Members of the Town have been talking about making improvements to the bridge for many years, and agreed that it would coincide as part of Main Street improvements. A painted bridge could be a potential attraction to get more people to visit Thurmont. The bridge, which has been in place since 1936, is in need of some desperate aesthetic improvements, as many view the bridge now as the town’s biggest eye sore. For starters, the bridge needs to be painted.

A committee was formed during the summer consisting of persons interested in thinking of ideas and making recommendations for this project. The committee decided to place a survey online to gauge Thurmont residents’ opinions on the project. The survey was online from July 20 through October 30 and a total of 354 online responses were polled and 147 emails were received. 264 of the online surveys were from residents of Thurmont; the remaining surveys were mainly from surrounding towns. Commissioner Burns noted that the community gave some very positive feedback and really appreciated the survey as a way for asking for public’s input on a town project. Surveys of a similar nature may be used in the future.

The survey showed an overwhelming response from the public that the bridge is in need of being repaired or refurbished. When asked about the preference for the overall appearance and design of the bridge, the public expressed that they would prefer the bridge to be painted black or a neutral color with Thurmont lettering added on the panels. It was also preferred that the abutments not be just plainly painted, but instead include a stone or faux stone application or murals. In addition, the committee also looked into installing LED color changing lights on the underside of the bridge.

When the committee looked into the potential cost for refurbishing the bridge, they were provided with an estimated $100,000 cost to paint the bridge. This cost wouldn’t include engineering costs or the cost to hire someone to control traffic while the bridge is being painted. The committee also talked about doing the project in house, by volunteers.

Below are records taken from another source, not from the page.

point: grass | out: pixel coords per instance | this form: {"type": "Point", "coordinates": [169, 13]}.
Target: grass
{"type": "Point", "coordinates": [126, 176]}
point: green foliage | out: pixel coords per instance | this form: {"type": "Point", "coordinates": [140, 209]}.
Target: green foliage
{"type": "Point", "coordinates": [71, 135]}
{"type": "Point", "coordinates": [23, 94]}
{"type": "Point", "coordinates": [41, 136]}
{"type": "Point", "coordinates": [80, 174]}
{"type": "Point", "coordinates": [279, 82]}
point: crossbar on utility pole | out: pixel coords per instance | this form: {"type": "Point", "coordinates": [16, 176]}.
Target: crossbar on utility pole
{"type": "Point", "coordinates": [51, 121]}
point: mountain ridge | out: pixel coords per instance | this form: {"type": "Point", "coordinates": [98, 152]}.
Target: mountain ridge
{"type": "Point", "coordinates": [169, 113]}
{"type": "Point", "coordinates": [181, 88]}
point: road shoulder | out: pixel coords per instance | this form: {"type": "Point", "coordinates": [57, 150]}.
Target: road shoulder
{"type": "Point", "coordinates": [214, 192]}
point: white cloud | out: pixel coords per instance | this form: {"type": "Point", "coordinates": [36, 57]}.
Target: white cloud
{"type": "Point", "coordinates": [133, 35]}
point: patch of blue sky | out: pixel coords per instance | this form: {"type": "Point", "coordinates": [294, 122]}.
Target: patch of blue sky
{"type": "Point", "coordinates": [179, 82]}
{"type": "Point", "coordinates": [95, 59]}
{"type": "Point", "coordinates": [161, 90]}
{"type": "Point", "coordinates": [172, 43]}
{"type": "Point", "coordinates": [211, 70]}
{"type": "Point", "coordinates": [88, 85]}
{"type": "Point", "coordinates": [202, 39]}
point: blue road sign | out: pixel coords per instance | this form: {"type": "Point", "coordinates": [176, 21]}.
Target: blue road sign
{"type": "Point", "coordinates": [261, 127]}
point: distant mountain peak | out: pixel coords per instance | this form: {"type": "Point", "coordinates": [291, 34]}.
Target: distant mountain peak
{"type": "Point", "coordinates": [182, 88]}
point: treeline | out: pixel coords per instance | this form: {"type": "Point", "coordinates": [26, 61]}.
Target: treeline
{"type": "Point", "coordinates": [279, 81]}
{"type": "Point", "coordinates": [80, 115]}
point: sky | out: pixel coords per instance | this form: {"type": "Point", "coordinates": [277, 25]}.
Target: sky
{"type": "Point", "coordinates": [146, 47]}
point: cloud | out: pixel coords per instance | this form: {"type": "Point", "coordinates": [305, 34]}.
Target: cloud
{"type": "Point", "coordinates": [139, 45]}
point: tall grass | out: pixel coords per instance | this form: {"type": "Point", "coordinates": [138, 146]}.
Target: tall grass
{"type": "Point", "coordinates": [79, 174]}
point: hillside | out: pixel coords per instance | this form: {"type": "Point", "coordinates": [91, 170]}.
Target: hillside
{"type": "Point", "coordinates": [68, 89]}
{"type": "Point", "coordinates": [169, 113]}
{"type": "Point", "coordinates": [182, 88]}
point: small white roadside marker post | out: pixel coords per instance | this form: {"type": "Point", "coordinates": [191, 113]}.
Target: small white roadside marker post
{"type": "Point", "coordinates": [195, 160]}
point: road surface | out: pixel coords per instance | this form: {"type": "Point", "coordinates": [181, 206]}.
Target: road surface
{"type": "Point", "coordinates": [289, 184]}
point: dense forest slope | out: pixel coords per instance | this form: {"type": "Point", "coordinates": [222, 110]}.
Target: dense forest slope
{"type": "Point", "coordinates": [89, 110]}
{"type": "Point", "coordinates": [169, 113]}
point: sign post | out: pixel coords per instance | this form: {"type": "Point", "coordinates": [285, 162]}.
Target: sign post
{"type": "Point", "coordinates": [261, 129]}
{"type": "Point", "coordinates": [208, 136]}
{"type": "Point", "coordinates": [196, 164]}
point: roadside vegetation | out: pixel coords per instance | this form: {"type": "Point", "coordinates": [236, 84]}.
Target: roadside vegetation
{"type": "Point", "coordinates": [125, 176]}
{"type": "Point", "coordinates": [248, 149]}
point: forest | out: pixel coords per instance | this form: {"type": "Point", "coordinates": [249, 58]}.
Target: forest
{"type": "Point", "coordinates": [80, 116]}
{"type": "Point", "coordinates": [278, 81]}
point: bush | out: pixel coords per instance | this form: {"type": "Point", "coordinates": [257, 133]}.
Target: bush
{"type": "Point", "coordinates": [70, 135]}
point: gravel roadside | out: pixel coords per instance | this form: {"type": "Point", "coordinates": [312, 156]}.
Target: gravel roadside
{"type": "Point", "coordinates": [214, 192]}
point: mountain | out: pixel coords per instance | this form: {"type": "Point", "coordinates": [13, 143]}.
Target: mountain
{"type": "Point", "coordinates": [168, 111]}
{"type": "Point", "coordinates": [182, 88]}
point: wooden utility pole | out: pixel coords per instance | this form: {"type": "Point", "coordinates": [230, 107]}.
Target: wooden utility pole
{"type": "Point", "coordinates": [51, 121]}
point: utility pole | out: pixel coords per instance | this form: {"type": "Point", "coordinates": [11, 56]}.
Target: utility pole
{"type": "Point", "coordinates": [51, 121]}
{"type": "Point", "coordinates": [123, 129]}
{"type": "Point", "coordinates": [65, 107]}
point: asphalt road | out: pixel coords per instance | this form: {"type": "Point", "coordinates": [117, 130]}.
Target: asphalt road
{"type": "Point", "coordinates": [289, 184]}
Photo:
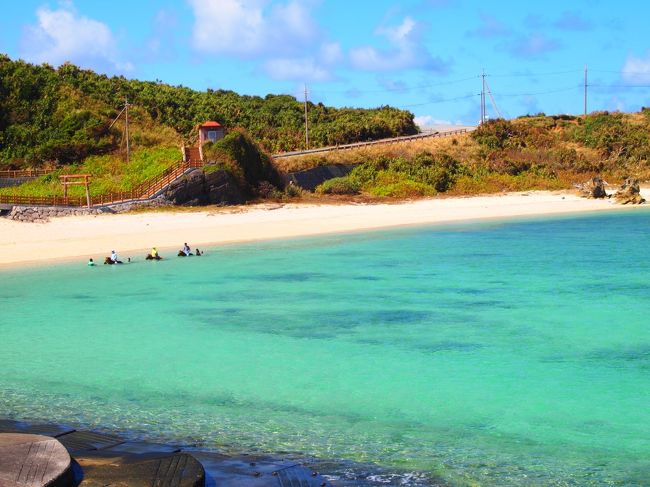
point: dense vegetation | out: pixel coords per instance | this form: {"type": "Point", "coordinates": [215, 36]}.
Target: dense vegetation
{"type": "Point", "coordinates": [244, 159]}
{"type": "Point", "coordinates": [532, 152]}
{"type": "Point", "coordinates": [63, 115]}
{"type": "Point", "coordinates": [110, 173]}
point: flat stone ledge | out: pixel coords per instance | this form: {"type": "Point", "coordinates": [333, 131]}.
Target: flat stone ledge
{"type": "Point", "coordinates": [33, 461]}
{"type": "Point", "coordinates": [177, 470]}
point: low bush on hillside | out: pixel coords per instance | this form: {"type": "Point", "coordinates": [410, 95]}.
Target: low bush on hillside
{"type": "Point", "coordinates": [110, 173]}
{"type": "Point", "coordinates": [340, 186]}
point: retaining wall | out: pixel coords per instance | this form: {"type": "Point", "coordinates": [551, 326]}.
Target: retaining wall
{"type": "Point", "coordinates": [41, 214]}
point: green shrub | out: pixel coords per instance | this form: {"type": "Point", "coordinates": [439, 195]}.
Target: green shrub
{"type": "Point", "coordinates": [389, 184]}
{"type": "Point", "coordinates": [341, 186]}
{"type": "Point", "coordinates": [245, 159]}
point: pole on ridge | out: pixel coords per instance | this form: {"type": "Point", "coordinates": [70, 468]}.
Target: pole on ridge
{"type": "Point", "coordinates": [483, 114]}
{"type": "Point", "coordinates": [128, 146]}
{"type": "Point", "coordinates": [585, 90]}
{"type": "Point", "coordinates": [306, 122]}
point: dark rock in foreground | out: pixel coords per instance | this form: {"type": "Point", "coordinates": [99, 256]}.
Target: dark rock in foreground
{"type": "Point", "coordinates": [178, 469]}
{"type": "Point", "coordinates": [594, 188]}
{"type": "Point", "coordinates": [107, 460]}
{"type": "Point", "coordinates": [33, 461]}
{"type": "Point", "coordinates": [629, 193]}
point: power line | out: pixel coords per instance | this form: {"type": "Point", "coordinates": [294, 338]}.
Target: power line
{"type": "Point", "coordinates": [392, 90]}
{"type": "Point", "coordinates": [561, 90]}
{"type": "Point", "coordinates": [530, 75]}
{"type": "Point", "coordinates": [619, 86]}
{"type": "Point", "coordinates": [440, 101]}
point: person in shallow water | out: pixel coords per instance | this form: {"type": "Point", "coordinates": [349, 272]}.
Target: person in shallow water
{"type": "Point", "coordinates": [185, 251]}
{"type": "Point", "coordinates": [153, 255]}
{"type": "Point", "coordinates": [113, 258]}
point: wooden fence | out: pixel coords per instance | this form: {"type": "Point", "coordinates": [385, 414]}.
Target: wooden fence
{"type": "Point", "coordinates": [145, 191]}
{"type": "Point", "coordinates": [149, 188]}
{"type": "Point", "coordinates": [24, 173]}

Another committee member also mentioned that they could insert removable panels in the bridge, which could have lettering on them or murals. This option will further be discussed at a future meeting. In the meantime, the committee will be looking at potential grants and fundraising to help cover the costs of some form of bridge beautification. "Refurbishing this bridge will only beautify the town," said Commissioner Burns. The town hopes, in the least, to paint the bridge and repair the concrete abutments.